Yesterday’s freefall was sparked by a Lehman Brothers analyst whose report claimed that both companies may need billions of dollars in new capital to comply with changes to accounting rules.
The same report also said that both companies would likely be exempt from the changes. However, Fannie Mae shares fell over 16 percent and Freddie Mac shares closed down almost 18 percent.
Other analysts have since emerged claiming that companies would not be impacted by the new rules but neither stock has managed to reverse yesterday’s losses.
Freddie Mac is up just over 1 percent and Fannie may is down less than 1 percent heading into the mid-day.
The reluctance of investors to reverse yesterday’s sharp losses is a sign that capital concerns surrounding Freddie and Fannie are real- even if the concerns in the report are not.
Tags: capital, fannie mae, freddie mac, lehman brothers



5 opinions for Fannie and Freddie fall
Dan Waters
Jul 9, 2008 at 1:09 pm
Being that these two stocks qualify as too big to fail and are tied to our govt. they may become nice value plays. although dangerous when the mortgage markets finally become more transparent and turn around. Then again some thought Bear was too big to fail
Steve Farrington
Jul 9, 2008 at 1:37 pm
These guys are getting taken to the woodshed again today…. I have to agree with Dan on this one- they should become nice value plays at some point…. I don’t have the guts to go long anytime soon, but it’d be really tempting if they go to single-digits…psychological levels for short covering?

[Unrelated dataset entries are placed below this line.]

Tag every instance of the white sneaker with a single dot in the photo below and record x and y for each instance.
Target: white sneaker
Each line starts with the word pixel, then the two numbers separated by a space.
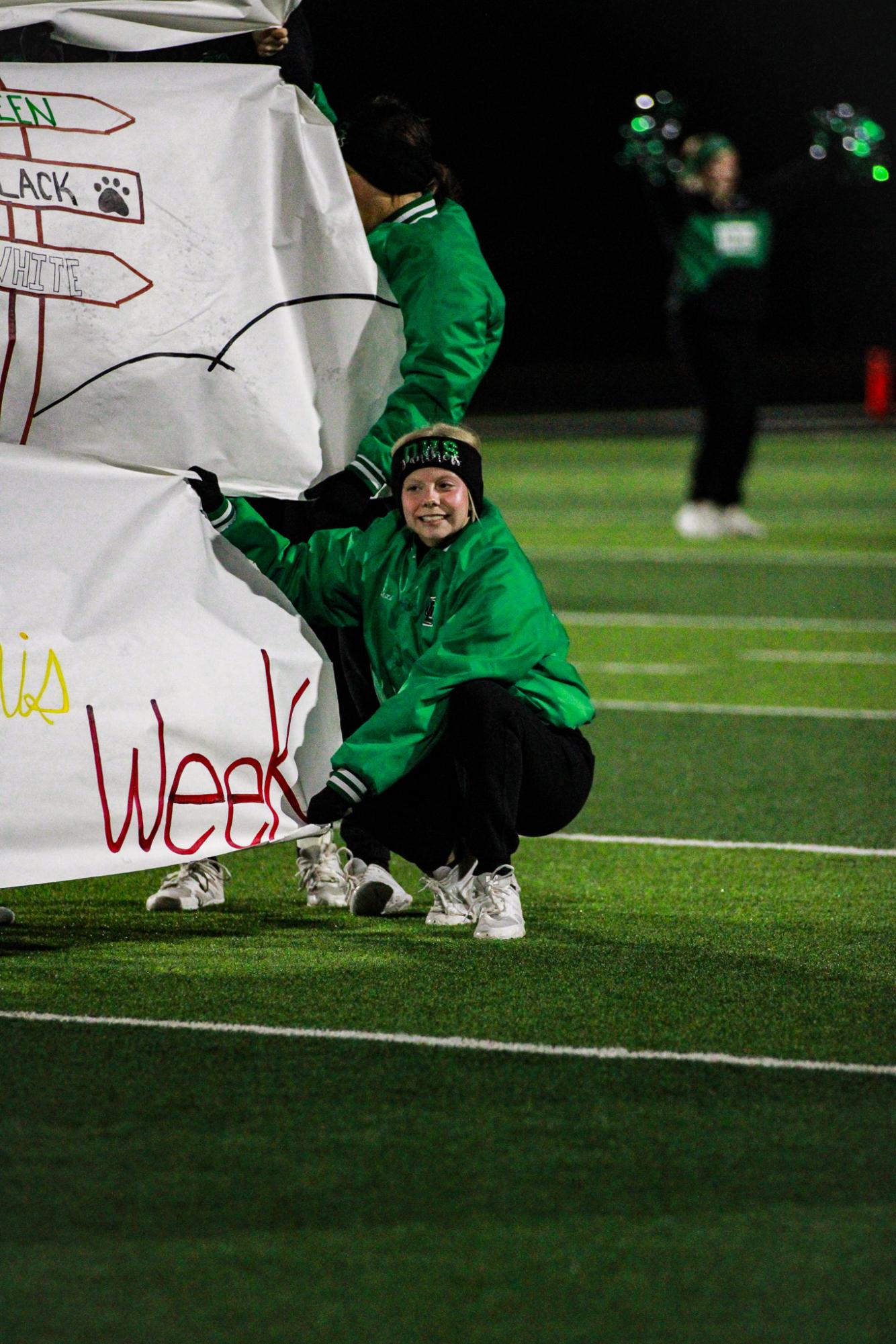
pixel 375 890
pixel 320 871
pixel 737 522
pixel 452 897
pixel 699 521
pixel 496 901
pixel 193 887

Real large short interest on FRE (77 million of the float and 7 days to cover), so looks the squeeze isn’t happening yet.
Robert Bassett
Jul 9, 2008 at 3:11 pm
The government right now is more concerned with keeping Fannie and Freddie healthy so they can handle thier obligations ($5.2trillion in home loans)and stabilize the volatile housing market.
Talk on the street is that both companies will need to raise new common equity equal to that of their existing value. It may look like a good value play to buy, but if the government has to step in and bail them out, the shares could be worth next to nothing.
Levi McDonough
Jul 9, 2008 at 8:15 pm
With this stock price rising from $18 to $33 and then back down to $23 with news of an aquisition, is definately a prime example of how markets typically overreact and then correct themselves.
Levi McDonough
Jul 9, 2008 at 8:18 pm
My above comment is for APP Pharmaceuticals, I accidently posted it in the wrong comment area.